Prawie 2 tysiące złotych stracił 20-letni mieszkaniec gminy Urszulin. Przez komunikator internetowy podał oszustowi podającemu się za znajomą kody BLIK. Inny mieszkaniec tej samej gminy zgłosił, że ktoś, wykorzystując jego dane osobowe, próbował złożyć wniosek o kredyt.
20-latek poprzez komunikator internetowy otrzymał wiadomość od osoby podającej się za jego znajomą z prośbą o opłacenie jej zamówienia na kwotę 28 złotych. Mężczyzna nie mógł się zalogować poprzez podany link, więc podał rzekomej koleżance kod BLIK. Kiedy z jego konta zostało pobrane 1000 złotych, miał podać kolejny kod, aby odzyskać pieniądze. Zamiast tego stracił kolejne 950 złotych. Wtedy mężczyzna zorientował się, że padł ofiarą oszusta. Stracił w sumie prawie 2 tysiące złotych.
Również urszulińscy policjanci przyjęli zawiadomienie od 36-latka o usiłowaniu oszustwa. Mężczyzna zgłosił, że nieznana osoba próbowała złożyć wniosek w formie elektronicznej o kredyt ratalny na zakupy za pośrednictwem portalu aukcyjnego na jego dane osobowe.
Policja po raz kolejny apeluje o ostrożność podczas wszelkich transakcji przeprowadzonych w Internecie. Należy weryfikować tożsamość osób, które wysyłają do nas wiadomości z prośbą o pożyczkę.

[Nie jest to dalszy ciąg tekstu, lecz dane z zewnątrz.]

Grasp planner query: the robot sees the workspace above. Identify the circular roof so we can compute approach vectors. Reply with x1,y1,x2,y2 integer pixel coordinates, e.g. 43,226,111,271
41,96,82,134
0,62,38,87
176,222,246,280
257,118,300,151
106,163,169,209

– Z reguły oszuści wyłudzający kod nie wiedzą nic o osobach, pod które się podszywają, albo tylko tyle, ile wyczytały z ich przechwyconego konta. Jeśli mamy wątpliwości co do rzekomego bliskiego, najlepiej po prostu do niego zadzwonić, potwierdzając czy to faktycznie ona wysłała do nas wiadomość – radzą policjanci.